2° règle : que les dirigeants montrent l'exemple !

Une action de changement ne peut aboutir que si elle est vigoureusement impulsée par les dirigeants de l'association. Et ce pour des raisons bien simples :

- le changement suppose la définition d'une vision stratégique claire et d'objectifs opérationnels dont ils ont la responsabilité et qu'ils feront valider par un mandat de l'assemblée générale;

- ils doivent montrer la voie, dire quelles sont les valeurs de l'association. Si les dirigeants ne s'engagent pas, on reporte le poids de l'initiative sur les collaborateurs les plus dynamiques et l'on tombe dans une situation hypocrite où ils seront blâmés s'ils échouent et leurs initiatives récupérées s'ils réussissent. S'engager dans le changement, c'est procéder par essais et erreurs : les collaborateurs doivent avoir la garantie que la démarche expérimentale, et donc le droit à l'erreur, font partie des valeurs de l'association.

- ils sont les gardiens et les animateurs, par leur rôle de coach, de la règle du jeu en vigueur dans l'association.

La démarche de changement commence nécessairement par un séminaire de formation de l'équipe dirigeante. Il aura pour buts de développer le comportement de manager des dirigeants en les faisant travailler sur les mêmes objectifs et dans les mêmes conditions que tous les autres acteurs du changement.

3° règle : convertir les sceptiques par les pionniers.

Un sceptique converti est un allié véritable, un velléitaire déçu est un danger. Or les sceptiques sont la majorité : le changement fait peur en même temps qu'il peut enthousiasmer.

1) On observe que tout comportement d'innovation se diffuse dans une organisation selon cette courbe de Gauss :

Les pionniers sont les premiers à adopter l'innovation par propension culturelle naturelle : ils ont un niveau social élevé, un bon niveau d'éducation et se situent sur une trajectoire socio-professionnelle ascendante. Leur adaptabilité au changement est un signe de différenciation sociale et ils ont de ce fait peu d'influence sur le reste de la population. Les innovateurs ont le même statut social que les pionniers mais ce sont en outre des leaders d'opinion (responsables socio-économiques, journalistes,...) dont l'adhésion à la démarche de changement va conditionner celle du reste de la population. La majorité précoce est faite de gens ouverts mais qui demandent à voir et à être convaincus avant de s'engager. La majorité tardive est entraînée par le mouvement : elle est convaincue par ce qui réussit. Les retardataires sont les traditionalistes qui ont peine à changer. Les réfractaires sont les irréductibles qui partiront, ou se tairont en attendant une défaillance pour passer à la contre-offensive .
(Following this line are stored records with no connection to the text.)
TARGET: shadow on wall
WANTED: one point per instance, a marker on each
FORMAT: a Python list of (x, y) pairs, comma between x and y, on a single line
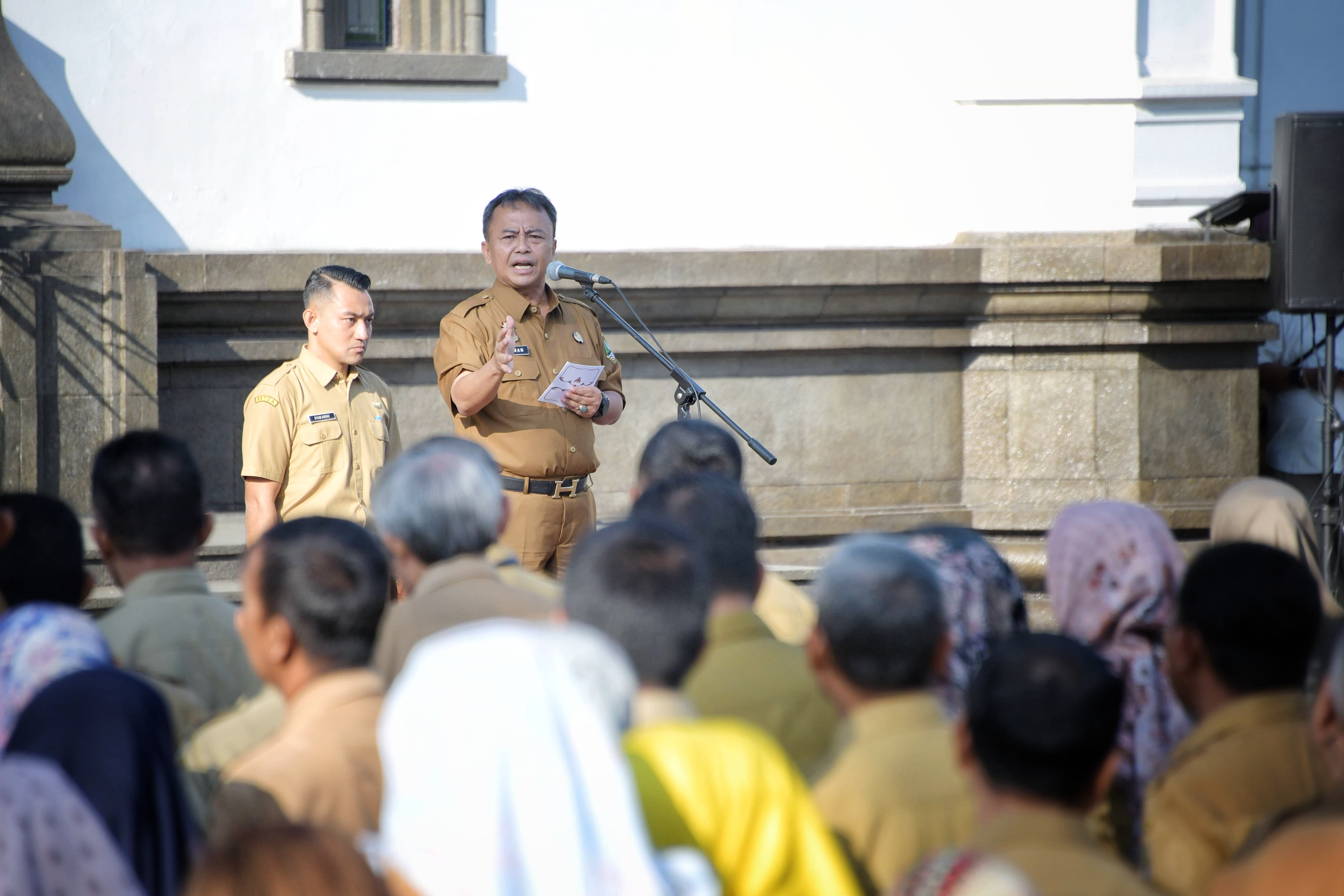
[(514, 88), (100, 187)]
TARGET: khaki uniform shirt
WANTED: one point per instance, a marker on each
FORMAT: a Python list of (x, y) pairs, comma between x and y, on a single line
[(170, 628), (526, 439), (897, 794), (785, 609), (451, 593), (322, 766), (1058, 856), (748, 675), (322, 436), (1251, 760), (252, 722)]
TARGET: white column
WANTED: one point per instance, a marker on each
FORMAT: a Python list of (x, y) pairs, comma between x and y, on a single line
[(1187, 123)]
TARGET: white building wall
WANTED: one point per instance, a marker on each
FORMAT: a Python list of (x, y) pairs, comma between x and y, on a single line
[(678, 124)]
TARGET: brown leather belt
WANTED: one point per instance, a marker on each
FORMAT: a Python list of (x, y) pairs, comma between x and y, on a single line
[(555, 488)]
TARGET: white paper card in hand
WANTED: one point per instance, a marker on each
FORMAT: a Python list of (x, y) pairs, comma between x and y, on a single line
[(570, 377)]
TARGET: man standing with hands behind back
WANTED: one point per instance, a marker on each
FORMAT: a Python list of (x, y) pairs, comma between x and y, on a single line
[(318, 429), (497, 354)]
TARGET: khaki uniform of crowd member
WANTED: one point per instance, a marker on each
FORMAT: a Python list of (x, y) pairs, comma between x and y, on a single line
[(322, 767), (170, 628), (1248, 761), (545, 449), (451, 593), (747, 674), (252, 722), (897, 794), (1054, 851), (323, 436)]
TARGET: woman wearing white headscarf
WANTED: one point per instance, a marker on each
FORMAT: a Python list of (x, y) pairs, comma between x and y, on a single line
[(503, 772)]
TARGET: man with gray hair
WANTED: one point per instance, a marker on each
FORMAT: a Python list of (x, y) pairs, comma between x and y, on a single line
[(896, 793), (439, 508)]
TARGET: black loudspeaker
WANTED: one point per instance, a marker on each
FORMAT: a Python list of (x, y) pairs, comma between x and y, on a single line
[(1307, 187)]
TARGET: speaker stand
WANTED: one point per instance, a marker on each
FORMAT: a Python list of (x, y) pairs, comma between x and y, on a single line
[(1330, 432)]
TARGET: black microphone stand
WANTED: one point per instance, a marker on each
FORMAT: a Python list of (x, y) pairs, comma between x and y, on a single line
[(687, 390)]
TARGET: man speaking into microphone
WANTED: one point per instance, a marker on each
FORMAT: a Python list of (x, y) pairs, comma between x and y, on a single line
[(497, 354)]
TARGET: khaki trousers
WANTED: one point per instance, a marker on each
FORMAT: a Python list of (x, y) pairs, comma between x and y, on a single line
[(545, 531)]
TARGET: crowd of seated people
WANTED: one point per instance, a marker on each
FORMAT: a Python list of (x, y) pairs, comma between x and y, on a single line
[(401, 710)]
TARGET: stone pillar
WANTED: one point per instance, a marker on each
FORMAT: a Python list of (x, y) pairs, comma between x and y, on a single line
[(78, 326)]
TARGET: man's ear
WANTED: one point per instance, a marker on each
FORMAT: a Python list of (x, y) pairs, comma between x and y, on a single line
[(818, 651), (941, 656), (281, 644), (1101, 786), (100, 537), (965, 749), (1327, 729)]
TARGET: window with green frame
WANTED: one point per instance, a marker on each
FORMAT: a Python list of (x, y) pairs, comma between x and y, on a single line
[(368, 23)]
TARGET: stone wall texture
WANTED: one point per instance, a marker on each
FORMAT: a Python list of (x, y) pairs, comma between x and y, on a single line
[(982, 385)]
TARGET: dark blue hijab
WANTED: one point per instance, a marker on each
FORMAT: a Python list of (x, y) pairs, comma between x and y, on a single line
[(111, 734)]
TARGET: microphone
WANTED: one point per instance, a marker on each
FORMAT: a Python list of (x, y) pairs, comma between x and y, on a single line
[(555, 271)]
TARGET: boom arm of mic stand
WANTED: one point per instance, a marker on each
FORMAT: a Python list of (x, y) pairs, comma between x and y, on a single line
[(689, 391)]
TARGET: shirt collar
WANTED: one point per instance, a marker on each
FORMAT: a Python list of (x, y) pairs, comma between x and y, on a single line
[(330, 691), (654, 706), (1273, 707), (320, 371), (742, 625), (514, 303), (1043, 825), (158, 583), (445, 574), (908, 711)]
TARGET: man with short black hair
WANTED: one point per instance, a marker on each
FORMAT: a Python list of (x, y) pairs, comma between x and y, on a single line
[(497, 355), (318, 430), (896, 793), (44, 558), (699, 446), (718, 785), (1237, 655), (150, 523), (689, 446), (1040, 745), (439, 510), (744, 672), (314, 593)]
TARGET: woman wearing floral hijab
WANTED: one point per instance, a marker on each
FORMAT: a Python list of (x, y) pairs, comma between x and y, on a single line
[(980, 595), (1112, 571), (41, 643)]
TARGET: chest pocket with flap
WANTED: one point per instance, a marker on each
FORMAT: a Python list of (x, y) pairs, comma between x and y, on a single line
[(519, 390), (320, 452)]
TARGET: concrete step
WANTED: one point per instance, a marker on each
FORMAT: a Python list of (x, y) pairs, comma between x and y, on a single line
[(221, 561)]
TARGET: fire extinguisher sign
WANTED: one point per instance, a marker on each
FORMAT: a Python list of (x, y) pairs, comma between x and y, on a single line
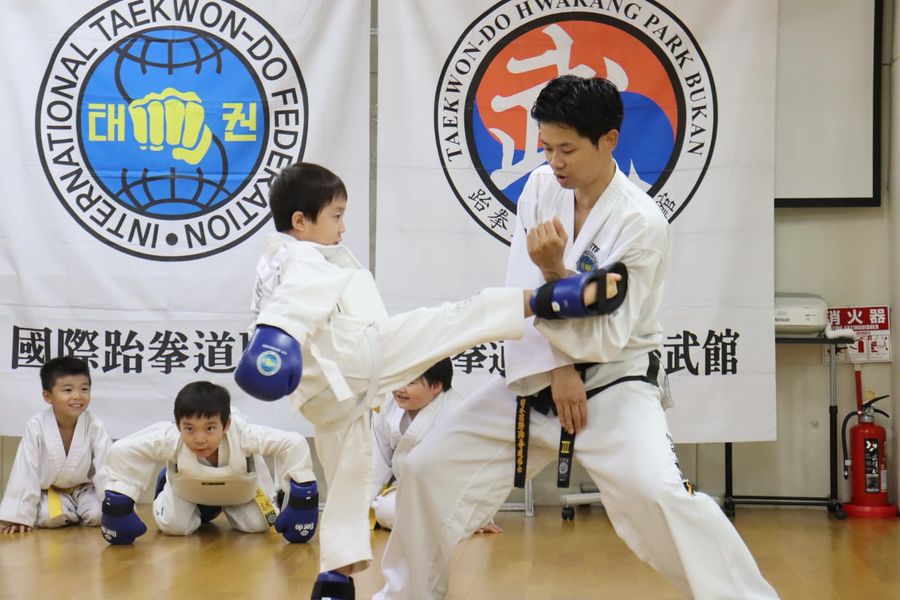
[(872, 325)]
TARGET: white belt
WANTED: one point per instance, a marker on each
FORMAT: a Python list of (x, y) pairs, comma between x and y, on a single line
[(375, 372)]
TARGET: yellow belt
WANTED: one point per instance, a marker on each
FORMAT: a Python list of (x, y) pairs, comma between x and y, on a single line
[(265, 506), (54, 500)]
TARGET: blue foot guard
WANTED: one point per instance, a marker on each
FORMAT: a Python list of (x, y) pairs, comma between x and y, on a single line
[(333, 586)]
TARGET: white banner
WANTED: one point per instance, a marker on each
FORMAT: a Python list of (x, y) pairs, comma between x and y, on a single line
[(455, 144), (141, 140)]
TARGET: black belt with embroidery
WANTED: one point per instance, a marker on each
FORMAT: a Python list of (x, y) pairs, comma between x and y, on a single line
[(543, 403)]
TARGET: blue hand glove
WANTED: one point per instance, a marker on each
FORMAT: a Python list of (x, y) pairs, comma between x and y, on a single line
[(297, 521), (271, 365), (119, 523)]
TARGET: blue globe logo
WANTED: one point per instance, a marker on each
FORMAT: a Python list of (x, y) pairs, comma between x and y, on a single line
[(162, 133)]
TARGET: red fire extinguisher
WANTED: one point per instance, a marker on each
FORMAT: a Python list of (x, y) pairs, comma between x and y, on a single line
[(867, 462)]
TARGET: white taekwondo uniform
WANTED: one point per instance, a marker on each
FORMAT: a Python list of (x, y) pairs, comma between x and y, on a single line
[(48, 487), (133, 462), (463, 471), (395, 435), (353, 354)]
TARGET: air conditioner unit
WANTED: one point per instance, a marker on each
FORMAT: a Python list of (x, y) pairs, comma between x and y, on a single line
[(800, 314)]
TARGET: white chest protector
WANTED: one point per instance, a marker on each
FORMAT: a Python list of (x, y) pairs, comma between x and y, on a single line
[(231, 484)]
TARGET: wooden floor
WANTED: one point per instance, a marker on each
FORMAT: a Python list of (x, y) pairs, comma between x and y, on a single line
[(804, 553)]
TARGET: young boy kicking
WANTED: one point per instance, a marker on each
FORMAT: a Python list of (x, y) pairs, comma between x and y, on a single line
[(55, 476), (318, 309)]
2) La réussite d'une opération de changement suppose donc de repérer les partisans et les adversaires pour en convertir le maximum et neutraliser les irréductibles. Les amateurs de jeu de go se retrouveront ici en terrain connu. Le succès suppose que l'on ne concentre pas son action sur les 5% de partisans inconditionnels ou d'adversaires irréductibles : dans un cas comme dans l'autre la démarche serait marginalisée.
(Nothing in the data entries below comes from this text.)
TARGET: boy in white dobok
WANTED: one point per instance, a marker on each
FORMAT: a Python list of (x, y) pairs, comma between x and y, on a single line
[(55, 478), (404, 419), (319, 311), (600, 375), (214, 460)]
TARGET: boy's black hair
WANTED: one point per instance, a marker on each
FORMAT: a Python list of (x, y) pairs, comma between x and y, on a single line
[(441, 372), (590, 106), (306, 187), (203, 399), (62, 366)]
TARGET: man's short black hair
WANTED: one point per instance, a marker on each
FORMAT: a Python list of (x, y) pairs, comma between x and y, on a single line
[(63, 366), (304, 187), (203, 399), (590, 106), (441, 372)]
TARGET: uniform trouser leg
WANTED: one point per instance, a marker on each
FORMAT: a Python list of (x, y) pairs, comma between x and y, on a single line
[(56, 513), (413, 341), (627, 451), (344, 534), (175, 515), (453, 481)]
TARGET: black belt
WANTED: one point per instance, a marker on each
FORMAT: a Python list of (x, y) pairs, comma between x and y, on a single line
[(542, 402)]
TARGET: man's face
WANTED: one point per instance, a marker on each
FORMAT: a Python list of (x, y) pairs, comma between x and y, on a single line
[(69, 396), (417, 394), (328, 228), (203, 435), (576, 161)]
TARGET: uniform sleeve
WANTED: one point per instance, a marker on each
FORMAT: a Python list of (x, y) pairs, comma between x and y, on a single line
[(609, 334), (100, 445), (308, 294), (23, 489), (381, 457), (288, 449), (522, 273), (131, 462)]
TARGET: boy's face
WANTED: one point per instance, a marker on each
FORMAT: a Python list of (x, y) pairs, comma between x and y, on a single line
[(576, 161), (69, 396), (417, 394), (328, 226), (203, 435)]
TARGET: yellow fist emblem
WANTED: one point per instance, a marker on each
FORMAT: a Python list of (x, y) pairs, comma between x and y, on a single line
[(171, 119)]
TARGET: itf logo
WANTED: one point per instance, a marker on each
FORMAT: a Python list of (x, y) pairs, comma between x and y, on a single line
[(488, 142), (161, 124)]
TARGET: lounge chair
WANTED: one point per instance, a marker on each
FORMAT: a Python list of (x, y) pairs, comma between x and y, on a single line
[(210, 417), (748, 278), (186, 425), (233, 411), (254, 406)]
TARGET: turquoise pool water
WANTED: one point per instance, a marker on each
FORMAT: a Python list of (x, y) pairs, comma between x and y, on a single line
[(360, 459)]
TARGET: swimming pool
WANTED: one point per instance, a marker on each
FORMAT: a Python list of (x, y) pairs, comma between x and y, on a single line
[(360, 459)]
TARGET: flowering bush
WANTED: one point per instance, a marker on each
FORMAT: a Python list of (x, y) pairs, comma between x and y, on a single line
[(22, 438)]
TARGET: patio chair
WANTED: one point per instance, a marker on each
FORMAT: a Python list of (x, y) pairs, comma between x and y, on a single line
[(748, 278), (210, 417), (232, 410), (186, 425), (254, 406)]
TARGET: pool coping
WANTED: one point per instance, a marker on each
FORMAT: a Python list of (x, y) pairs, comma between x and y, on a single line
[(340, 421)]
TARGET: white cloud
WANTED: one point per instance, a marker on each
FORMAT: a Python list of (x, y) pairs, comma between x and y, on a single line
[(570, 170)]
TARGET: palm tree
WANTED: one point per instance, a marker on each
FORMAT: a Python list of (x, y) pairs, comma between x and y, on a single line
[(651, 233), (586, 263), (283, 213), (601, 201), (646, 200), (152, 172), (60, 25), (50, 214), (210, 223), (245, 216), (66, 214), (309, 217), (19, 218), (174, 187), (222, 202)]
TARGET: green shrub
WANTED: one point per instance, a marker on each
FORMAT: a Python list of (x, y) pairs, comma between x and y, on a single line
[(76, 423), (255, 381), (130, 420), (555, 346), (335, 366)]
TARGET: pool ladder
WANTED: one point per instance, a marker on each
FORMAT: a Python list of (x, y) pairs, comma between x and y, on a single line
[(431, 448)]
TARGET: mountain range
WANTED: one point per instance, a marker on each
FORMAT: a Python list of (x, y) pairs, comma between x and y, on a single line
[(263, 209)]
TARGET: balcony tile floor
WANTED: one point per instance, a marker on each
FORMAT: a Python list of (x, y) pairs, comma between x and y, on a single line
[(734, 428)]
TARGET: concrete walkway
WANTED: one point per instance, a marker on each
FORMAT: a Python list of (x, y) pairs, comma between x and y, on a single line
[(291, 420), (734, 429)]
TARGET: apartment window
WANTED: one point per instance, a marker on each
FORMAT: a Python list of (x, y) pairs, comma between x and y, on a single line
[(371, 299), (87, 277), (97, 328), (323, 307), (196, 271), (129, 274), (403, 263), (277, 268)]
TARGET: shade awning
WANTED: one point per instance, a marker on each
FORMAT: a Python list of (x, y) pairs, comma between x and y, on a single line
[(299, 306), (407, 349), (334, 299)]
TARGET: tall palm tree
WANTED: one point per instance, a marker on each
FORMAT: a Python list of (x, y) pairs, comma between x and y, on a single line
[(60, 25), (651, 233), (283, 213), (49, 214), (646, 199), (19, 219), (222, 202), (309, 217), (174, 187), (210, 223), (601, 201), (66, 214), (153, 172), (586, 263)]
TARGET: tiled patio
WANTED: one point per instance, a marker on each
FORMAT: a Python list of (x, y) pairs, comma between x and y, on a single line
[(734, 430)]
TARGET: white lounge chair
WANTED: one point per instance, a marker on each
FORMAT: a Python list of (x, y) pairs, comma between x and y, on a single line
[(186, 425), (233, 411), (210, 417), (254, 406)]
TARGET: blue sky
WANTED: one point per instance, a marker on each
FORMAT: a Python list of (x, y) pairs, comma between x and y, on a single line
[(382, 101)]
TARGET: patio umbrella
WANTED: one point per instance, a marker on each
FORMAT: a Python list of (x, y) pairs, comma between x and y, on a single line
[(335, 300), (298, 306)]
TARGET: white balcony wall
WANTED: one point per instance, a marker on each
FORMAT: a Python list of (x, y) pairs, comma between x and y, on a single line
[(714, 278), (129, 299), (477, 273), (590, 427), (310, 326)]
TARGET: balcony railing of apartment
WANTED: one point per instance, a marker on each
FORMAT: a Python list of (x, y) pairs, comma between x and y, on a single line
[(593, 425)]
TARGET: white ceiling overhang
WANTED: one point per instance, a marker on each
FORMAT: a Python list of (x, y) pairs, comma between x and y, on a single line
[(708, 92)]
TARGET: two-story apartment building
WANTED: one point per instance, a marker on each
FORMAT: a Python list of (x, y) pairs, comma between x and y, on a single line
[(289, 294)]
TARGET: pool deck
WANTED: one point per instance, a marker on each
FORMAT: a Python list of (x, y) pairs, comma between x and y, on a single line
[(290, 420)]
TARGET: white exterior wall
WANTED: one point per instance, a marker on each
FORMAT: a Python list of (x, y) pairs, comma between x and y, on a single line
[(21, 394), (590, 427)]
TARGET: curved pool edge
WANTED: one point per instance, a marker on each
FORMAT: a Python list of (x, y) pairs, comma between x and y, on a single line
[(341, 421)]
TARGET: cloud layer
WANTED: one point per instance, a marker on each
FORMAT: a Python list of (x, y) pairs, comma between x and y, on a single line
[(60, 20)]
- Les adversaires : l'art est de distinguer ceux qui ont une compétence réelle qu'ils peuvent mettre en oeuvre dans le sens du projet associatif.et dont il faut se faire des alliés, de la minorité irréductible dont il va falloir habilement se séparer. Il est difficile de faire un tri a priori, même s'il est facile d'identifier les doctrinaires qui dissimulent leur incompétence derrière leur langue de bois. Il faudra être très souple et laisser toujours la porte ouverte aux opposants : s'ils font partie de l'entreprise associative et qu'ils y apportent une contribution notable, ils ont leur place dans la nouvelle organisation qu'il s'agit de bâtir. L'accumulation des succès amènera la marginalisation des réfractaires, ou mieux, leur départ. Pour les autres - la majorité - il faut comprendre que l'opposition peut être un moyen de conjurer sa peur et de s'approprier la démarche :

- l'inquiétude et les questions posées sont légitimes, car la démarche vient bouleverser l'état d'équilibre qu'avait trouvé l'association entraînée par son entropie naturelle. Il est indispensable de pouvoir y apporter des réponse claires, non pas par des solutions définitives toutes faites, mais par la garantie que la nouvelle règle qui se construit apportera une forme d'organisation supérieure qui permettra à l'association de mieux remplir sa mission.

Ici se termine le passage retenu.